POOP WITH STUFF IN IT
Does your poop reveal whether you got the mild or corn salsa the last time you went to Chipotle? If so, don't sweat it: corn, seeds, tomato skins, and other pieces of healthful fiber are supposed to come out in your poop. It's totally normal, and doesn't mean that your body is having any kind of difficulty breaking down food, so just roll (or poo) with it.
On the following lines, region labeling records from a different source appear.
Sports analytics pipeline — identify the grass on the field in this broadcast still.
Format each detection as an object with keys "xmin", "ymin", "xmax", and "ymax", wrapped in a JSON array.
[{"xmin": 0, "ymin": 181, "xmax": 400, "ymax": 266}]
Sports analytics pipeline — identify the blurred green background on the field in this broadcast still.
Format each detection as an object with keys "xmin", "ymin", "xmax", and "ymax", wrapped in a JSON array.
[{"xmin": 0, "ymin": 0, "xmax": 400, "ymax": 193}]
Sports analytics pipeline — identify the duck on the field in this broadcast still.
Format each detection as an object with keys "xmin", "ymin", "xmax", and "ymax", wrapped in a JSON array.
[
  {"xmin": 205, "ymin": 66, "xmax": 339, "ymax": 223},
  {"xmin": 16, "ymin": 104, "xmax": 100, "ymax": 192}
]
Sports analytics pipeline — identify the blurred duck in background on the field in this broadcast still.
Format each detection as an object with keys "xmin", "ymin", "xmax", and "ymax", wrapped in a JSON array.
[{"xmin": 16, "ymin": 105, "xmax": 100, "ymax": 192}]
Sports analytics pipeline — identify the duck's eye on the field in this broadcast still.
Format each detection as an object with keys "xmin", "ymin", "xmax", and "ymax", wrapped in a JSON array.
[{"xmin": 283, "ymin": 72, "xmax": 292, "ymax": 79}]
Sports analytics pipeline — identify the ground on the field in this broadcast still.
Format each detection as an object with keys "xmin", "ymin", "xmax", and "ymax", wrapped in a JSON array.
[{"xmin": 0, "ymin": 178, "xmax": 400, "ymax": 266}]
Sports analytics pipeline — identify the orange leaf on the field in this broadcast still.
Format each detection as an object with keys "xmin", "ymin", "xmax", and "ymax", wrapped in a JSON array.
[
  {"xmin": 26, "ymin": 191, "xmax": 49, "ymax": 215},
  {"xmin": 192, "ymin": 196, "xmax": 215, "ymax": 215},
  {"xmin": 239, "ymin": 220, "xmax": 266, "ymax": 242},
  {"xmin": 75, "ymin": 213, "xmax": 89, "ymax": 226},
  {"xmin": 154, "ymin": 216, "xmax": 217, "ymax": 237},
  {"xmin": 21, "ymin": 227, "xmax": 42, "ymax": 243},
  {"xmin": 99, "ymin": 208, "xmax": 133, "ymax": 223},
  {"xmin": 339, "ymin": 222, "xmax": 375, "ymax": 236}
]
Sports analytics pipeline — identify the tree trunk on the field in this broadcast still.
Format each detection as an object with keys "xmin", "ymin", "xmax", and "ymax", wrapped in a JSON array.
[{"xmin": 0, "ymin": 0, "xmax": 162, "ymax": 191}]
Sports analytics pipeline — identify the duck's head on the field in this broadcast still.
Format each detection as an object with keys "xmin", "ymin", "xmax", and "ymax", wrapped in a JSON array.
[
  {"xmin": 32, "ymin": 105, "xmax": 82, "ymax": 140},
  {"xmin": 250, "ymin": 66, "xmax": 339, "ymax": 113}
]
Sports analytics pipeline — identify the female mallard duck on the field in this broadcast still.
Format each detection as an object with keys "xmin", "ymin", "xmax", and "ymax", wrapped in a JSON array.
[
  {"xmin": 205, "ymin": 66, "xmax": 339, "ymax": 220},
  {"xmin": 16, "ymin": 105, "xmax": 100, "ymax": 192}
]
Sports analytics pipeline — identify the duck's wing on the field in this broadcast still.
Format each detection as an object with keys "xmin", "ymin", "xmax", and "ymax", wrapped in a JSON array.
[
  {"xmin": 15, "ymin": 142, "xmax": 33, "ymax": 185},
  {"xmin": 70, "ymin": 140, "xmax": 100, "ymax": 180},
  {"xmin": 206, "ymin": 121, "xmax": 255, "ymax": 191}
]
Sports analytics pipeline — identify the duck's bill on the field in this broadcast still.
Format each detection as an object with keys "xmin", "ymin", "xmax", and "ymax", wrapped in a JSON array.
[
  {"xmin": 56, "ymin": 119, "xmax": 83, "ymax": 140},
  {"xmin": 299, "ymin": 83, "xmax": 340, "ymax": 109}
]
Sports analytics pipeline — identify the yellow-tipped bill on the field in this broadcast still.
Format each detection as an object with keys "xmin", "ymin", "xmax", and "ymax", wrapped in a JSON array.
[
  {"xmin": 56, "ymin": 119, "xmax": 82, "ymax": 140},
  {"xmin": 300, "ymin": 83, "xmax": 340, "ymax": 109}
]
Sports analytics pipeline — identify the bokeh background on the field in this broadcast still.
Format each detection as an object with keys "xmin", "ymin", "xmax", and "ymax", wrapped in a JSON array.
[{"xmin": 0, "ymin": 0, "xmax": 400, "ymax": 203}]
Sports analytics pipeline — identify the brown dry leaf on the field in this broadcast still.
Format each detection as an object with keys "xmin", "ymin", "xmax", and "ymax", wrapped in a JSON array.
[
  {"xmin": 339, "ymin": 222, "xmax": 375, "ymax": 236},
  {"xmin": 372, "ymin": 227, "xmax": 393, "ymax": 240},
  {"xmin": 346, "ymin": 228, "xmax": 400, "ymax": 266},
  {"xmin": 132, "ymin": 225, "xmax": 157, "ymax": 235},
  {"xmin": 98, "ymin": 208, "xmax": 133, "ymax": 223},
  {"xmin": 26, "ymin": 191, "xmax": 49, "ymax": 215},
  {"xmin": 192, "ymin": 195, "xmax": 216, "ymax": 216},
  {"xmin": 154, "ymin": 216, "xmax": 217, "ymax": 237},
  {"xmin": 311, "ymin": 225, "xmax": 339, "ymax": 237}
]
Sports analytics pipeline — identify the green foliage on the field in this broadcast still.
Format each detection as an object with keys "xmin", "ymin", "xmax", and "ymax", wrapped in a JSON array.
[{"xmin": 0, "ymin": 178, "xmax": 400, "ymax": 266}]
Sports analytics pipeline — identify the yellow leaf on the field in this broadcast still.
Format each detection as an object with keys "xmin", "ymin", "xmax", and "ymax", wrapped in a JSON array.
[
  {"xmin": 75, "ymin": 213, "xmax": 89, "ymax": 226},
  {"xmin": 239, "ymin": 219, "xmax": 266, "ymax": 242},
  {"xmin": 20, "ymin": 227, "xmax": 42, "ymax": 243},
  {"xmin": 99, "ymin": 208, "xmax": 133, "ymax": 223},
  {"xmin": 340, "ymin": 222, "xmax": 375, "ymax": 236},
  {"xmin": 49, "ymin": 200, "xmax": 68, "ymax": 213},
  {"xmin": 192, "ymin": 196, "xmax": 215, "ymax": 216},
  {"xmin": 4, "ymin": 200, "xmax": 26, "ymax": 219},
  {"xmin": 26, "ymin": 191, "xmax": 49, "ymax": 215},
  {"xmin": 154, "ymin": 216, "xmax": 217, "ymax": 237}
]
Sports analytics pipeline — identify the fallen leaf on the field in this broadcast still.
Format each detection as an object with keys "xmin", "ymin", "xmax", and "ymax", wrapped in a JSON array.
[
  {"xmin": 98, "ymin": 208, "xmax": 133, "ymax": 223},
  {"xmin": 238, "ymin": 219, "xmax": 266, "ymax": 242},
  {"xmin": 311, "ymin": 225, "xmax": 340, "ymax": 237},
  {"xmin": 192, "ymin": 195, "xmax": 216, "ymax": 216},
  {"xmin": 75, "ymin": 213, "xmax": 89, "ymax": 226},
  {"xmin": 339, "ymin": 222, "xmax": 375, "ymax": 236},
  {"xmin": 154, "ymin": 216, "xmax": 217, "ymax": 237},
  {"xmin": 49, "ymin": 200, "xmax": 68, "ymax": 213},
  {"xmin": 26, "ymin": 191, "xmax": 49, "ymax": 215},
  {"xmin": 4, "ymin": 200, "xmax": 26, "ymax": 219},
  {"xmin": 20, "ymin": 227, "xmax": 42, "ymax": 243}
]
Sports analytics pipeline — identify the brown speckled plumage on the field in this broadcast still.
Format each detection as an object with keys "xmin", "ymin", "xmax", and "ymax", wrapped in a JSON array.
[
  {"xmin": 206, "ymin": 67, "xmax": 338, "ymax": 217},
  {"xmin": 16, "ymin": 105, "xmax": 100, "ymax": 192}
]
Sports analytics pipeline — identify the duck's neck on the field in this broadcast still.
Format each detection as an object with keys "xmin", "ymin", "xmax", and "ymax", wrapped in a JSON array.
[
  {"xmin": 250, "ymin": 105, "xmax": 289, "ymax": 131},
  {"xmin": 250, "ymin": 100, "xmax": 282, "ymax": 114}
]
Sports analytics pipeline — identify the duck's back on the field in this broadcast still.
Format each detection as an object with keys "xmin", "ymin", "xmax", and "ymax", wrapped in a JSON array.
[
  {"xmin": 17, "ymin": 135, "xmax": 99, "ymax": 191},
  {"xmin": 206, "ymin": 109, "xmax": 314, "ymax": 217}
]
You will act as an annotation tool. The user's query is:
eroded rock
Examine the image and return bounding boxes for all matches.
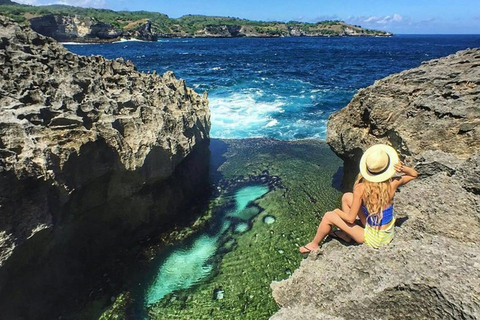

HARD AND/OR MARBLE-SHAPED POOP
Nobby, lumpy poops that are painful to pass are the second-worst thing to ever happen in bathrooms (the actual worst is, of course, when you find a spider in the shower after you're already in the shower). Whether they come out in gross little compact nuggets, or as one big lumpy turd that feels like it is tearing you open, hard poops are a sign of constipation. But contrary to popular belief, constipation doesn't mean that you rarely poop —even if you poop every day, if those poops are consistently hard and/or small and marbly, that means that you're probably constipated. Happily, you can soften up your poops by eating more fiber, staying hydrated, and exercising.
Of course, plenty of people (including Alicia Silverstone) believe that eating a lot of cheese will stop you up like the majestic Hoover Dam. But is that actually true? Turns out there's not a magical element in cheese specifically that plugs up your pump; cheese is just one of many low fiber foods that can cause constipation. So feel free to keep housing those string cheeses; just make sure that you're also eating a lot of high fiber foods as well, and staying active (exercise helps you stay regular, which may explain why, no matter how noble and spiritual your intentions, you will probably fart during yoga class).
And remember: Ain't no shame. Everybody poops.